Бычкова М. Е. Родословие Глинских из Румянцевского собрания. // ЗОРГБЛ, кн. 38. М., 1977; она же. Состав класса феодалов в России в XVII в. М., 1986, с. 52–63.

482

Вкладная книга Троице-Сергиева монастыря. М., 1987, с. 49.

Между тем, вопрос о возрасте Елены далеко не праздный. Тот или иной на него ответ позволит определить с большей степенью вероятности происхождение ее детей, а главное — реальное участие Елены в вопросах правления между декабрем 1533 и апрелем 1538 г., о чем так любят писать не только исторические романисты, но и профессиональные историки, равно как и о ее якобы «шляхетском воспитании». Внимание привлекает совершенно необъяснимое отсутствие на свадьбе Василия и Елены каких-либо родственников со стороны невесты, о чем в свое время напомнила М. Е. Бычкова, в том числе ее матери Анны [483] . Факт этот опровергает расхожее мнение историков о желании Василия III «породниться и приблизить к себе знатный род Глинских» и заставляет искать причину брака в точно рассчитанной интриге, разработанной митрополитом Даниилом и ближайшим окружением великого князя, может быть, даже при участии И. Ф. Овчины Телепнева-Оболенского, если вспомнить, что в свадебном обряде он выступал не на последних ролях, а его родная сестра вскоре была определена в штат к новоиспеченной великой княгине. Не менее существенен и тот факт, что второй брак Василия III был скоропалителен и ему не предшествовал выбор невесты.
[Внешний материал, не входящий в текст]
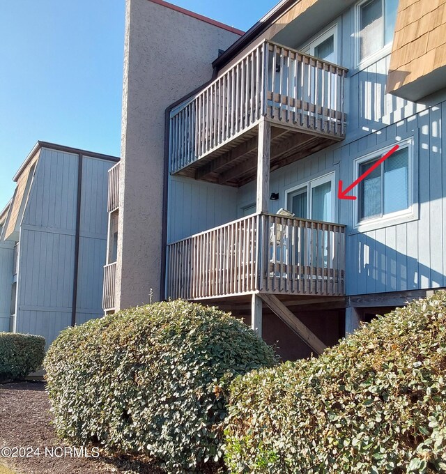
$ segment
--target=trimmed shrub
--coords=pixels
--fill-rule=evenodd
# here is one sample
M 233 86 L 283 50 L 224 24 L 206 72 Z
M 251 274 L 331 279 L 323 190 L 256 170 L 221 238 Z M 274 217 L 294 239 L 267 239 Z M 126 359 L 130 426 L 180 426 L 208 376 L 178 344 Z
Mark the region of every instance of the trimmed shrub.
M 60 436 L 178 473 L 221 464 L 229 382 L 276 362 L 243 322 L 180 300 L 68 328 L 45 367 Z
M 446 472 L 446 293 L 231 384 L 233 473 Z
M 0 382 L 18 380 L 42 367 L 45 337 L 0 332 Z

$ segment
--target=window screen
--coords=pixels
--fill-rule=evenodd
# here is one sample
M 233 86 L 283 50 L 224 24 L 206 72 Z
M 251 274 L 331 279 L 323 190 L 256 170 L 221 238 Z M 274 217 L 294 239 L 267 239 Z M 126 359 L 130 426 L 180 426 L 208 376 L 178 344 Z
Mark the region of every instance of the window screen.
M 384 213 L 409 206 L 409 149 L 400 148 L 387 158 L 384 166 Z
M 362 163 L 360 166 L 362 176 L 376 162 L 376 160 Z M 378 167 L 360 184 L 360 218 L 369 219 L 381 215 L 381 169 Z

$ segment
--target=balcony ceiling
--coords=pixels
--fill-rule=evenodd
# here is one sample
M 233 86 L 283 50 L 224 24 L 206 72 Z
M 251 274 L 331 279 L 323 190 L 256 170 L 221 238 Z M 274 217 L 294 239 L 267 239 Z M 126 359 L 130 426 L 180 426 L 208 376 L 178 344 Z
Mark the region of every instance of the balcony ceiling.
M 256 179 L 258 127 L 249 130 L 177 174 L 228 186 Z M 275 171 L 336 143 L 339 139 L 272 126 L 270 170 Z

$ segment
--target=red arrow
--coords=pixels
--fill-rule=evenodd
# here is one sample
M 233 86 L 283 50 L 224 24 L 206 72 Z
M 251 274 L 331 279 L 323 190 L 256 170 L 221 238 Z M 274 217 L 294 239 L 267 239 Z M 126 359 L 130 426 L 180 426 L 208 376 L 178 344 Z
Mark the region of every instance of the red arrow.
M 348 188 L 344 191 L 342 190 L 342 181 L 339 180 L 339 186 L 337 191 L 337 197 L 339 199 L 350 199 L 351 201 L 356 200 L 356 196 L 347 196 L 347 193 L 350 192 L 355 186 L 357 186 L 364 178 L 368 176 L 374 169 L 383 162 L 384 162 L 390 156 L 392 156 L 397 150 L 399 148 L 399 145 L 395 145 L 389 153 L 386 153 L 382 158 L 380 158 L 373 166 L 371 166 L 367 171 L 362 174 L 355 181 L 353 181 Z

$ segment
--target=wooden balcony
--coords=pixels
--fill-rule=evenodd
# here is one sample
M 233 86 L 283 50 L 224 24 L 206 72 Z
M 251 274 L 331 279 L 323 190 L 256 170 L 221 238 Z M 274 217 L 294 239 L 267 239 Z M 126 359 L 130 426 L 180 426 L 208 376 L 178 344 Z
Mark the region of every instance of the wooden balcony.
M 256 214 L 169 245 L 167 296 L 344 296 L 345 226 Z
M 104 289 L 102 292 L 102 309 L 107 312 L 115 309 L 115 282 L 116 263 L 109 263 L 104 267 Z
M 240 186 L 255 177 L 258 125 L 272 169 L 345 137 L 347 70 L 264 41 L 171 112 L 170 171 Z
M 109 169 L 109 194 L 107 208 L 112 213 L 119 208 L 119 168 L 121 164 L 116 163 Z

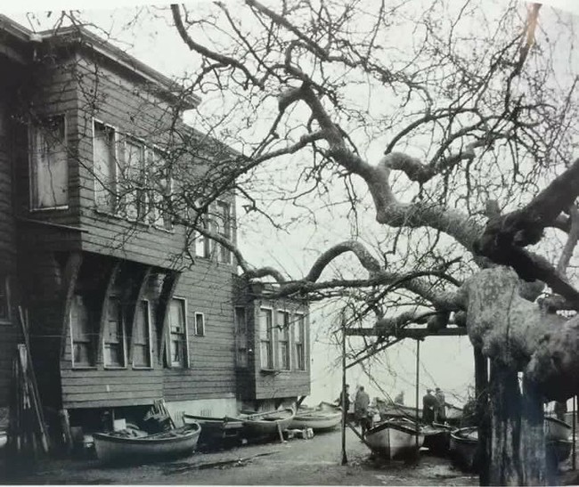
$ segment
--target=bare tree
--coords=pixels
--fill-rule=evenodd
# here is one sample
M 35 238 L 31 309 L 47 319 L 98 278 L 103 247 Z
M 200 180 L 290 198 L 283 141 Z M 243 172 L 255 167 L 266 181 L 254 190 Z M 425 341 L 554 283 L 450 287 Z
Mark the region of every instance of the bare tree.
M 185 251 L 201 235 L 280 296 L 348 296 L 385 336 L 466 326 L 492 363 L 482 482 L 545 483 L 542 402 L 579 392 L 579 321 L 556 313 L 579 306 L 565 274 L 579 192 L 568 18 L 475 0 L 244 0 L 166 13 L 198 63 L 186 93 L 208 99 L 196 109 L 208 135 L 177 130 L 167 147 L 177 174 L 191 170 L 183 157 L 203 161 L 161 205 L 191 229 Z M 303 276 L 256 268 L 204 223 L 228 191 L 244 199 L 240 217 L 290 231 L 330 208 L 351 231 Z M 549 255 L 545 232 L 567 239 L 562 256 Z M 355 266 L 331 275 L 348 257 Z

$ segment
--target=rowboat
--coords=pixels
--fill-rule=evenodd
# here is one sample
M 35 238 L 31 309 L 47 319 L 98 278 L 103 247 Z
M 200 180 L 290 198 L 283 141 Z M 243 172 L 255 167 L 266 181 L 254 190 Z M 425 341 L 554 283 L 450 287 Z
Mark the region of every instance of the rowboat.
M 240 419 L 249 434 L 265 436 L 288 429 L 296 411 L 291 408 L 285 410 L 241 415 Z
M 410 421 L 383 421 L 366 432 L 365 440 L 378 455 L 396 459 L 417 455 L 424 434 Z
M 335 428 L 342 419 L 342 411 L 337 408 L 298 410 L 294 416 L 290 428 L 312 428 L 314 431 L 327 431 Z
M 146 436 L 134 436 L 128 430 L 95 433 L 93 436 L 96 456 L 102 462 L 141 463 L 192 452 L 200 432 L 199 423 L 190 423 Z
M 424 444 L 435 455 L 445 455 L 450 448 L 451 431 L 447 425 L 433 423 L 422 427 Z
M 201 434 L 199 437 L 199 442 L 205 445 L 215 445 L 226 440 L 236 439 L 243 428 L 243 421 L 228 416 L 210 418 L 184 414 L 183 421 L 186 425 L 191 423 L 199 423 L 200 425 Z
M 571 437 L 571 426 L 550 416 L 545 417 L 545 440 L 567 441 Z
M 450 452 L 453 459 L 467 470 L 476 469 L 475 458 L 478 443 L 477 426 L 458 428 L 451 432 Z

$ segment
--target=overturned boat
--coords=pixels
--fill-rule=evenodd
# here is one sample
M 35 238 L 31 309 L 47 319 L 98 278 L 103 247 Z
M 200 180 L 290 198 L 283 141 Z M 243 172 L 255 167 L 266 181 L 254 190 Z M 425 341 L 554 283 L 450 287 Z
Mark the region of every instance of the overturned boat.
M 288 429 L 296 415 L 291 408 L 240 416 L 246 431 L 254 436 L 271 436 Z
M 200 425 L 201 434 L 199 442 L 204 445 L 219 445 L 226 441 L 237 440 L 243 429 L 243 421 L 228 416 L 211 418 L 185 413 L 183 418 L 185 425 L 192 423 Z
M 418 455 L 424 434 L 411 421 L 383 421 L 366 432 L 365 441 L 376 454 L 396 459 Z
M 335 407 L 329 408 L 322 404 L 317 408 L 298 410 L 290 428 L 312 428 L 314 431 L 329 431 L 340 424 L 342 411 Z
M 181 428 L 141 435 L 134 431 L 95 433 L 94 449 L 103 463 L 145 463 L 192 453 L 197 446 L 201 426 L 190 423 Z

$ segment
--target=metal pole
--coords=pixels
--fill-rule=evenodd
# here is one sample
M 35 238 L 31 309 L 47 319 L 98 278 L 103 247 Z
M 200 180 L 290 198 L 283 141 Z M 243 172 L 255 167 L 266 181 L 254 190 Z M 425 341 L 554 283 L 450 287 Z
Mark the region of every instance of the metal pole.
M 420 340 L 416 340 L 416 452 L 418 453 L 419 449 L 419 394 L 418 394 L 418 384 L 420 377 L 419 364 L 420 360 Z
M 576 468 L 576 446 L 575 446 L 575 432 L 577 428 L 577 396 L 573 396 L 573 469 Z
M 347 463 L 346 455 L 346 420 L 347 410 L 346 407 L 346 318 L 342 313 L 342 465 Z

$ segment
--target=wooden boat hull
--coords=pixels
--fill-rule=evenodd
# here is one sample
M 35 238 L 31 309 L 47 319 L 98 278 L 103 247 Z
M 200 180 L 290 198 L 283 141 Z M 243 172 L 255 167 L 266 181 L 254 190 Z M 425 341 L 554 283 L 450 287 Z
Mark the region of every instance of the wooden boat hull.
M 328 431 L 339 425 L 342 412 L 311 411 L 297 414 L 290 424 L 290 428 L 312 428 L 314 431 Z
M 126 438 L 108 433 L 95 433 L 94 448 L 103 463 L 148 462 L 158 459 L 184 455 L 195 450 L 201 426 L 197 423 L 141 438 Z
M 295 414 L 293 410 L 287 409 L 281 411 L 254 414 L 240 419 L 249 434 L 269 436 L 288 429 Z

Похоже, что об уже сделанном выборе никто при дворе великого князя не знал и не догадывался, кроме крайне узкого круга лиц, «положивших в постель» Василию Елену, что само по себе уже предполагает хорошо продуманную интригу, равно как и скорость ее проведения в жизнь на протяжении полутора месяца после пострижения Соломонии. Наконец, можно считать безусловно достоверным, что в этом выборе не принимал никакого участия М. Л. Глинский, находившийся в темнице уже более десяти лет, и, судя по всему, никогда не вызывавший родственных чувств у своей племянницы и ее семьи.

483

Бычкова М. Е. Состав класса феодалов…, с. 120.

Но вернемся к сыну Елены. Установление максимальной вероятности двух фактов, непосредственно друг с другом не связанных ни источниками, ни их проверкой, — наличие сына у Соломонии/Софьи и рождение Ивана IV у Елены Глинской от князя И. Ф. Овчины Телепнева-Оболенского — заставляет со вниманием отнестись к последовательности дальнейших исторических событий и к их интерпретации Г. Л. Григорьевым, заподозрившим наличие «теневой фигуры», всё равно, реальной, предполагаемой или вымышленной, которой мог стать сын Соломонии. Не принимая за истину все выдвинутые Григорьевым версии, я считаю необходимым дальнейшую их разработку и проверку исследователями на материале широкого спектра документов, охватывающих все стороны жизни России в XVI в. — от генеалогических росписей, различного рода «разрядов», до монастырских и земельных актов и, в особенности, зарубежных архивов, содержащих огромный, еще очень мало изученный материал о событиях 20-х гг. XVI в. в Московии.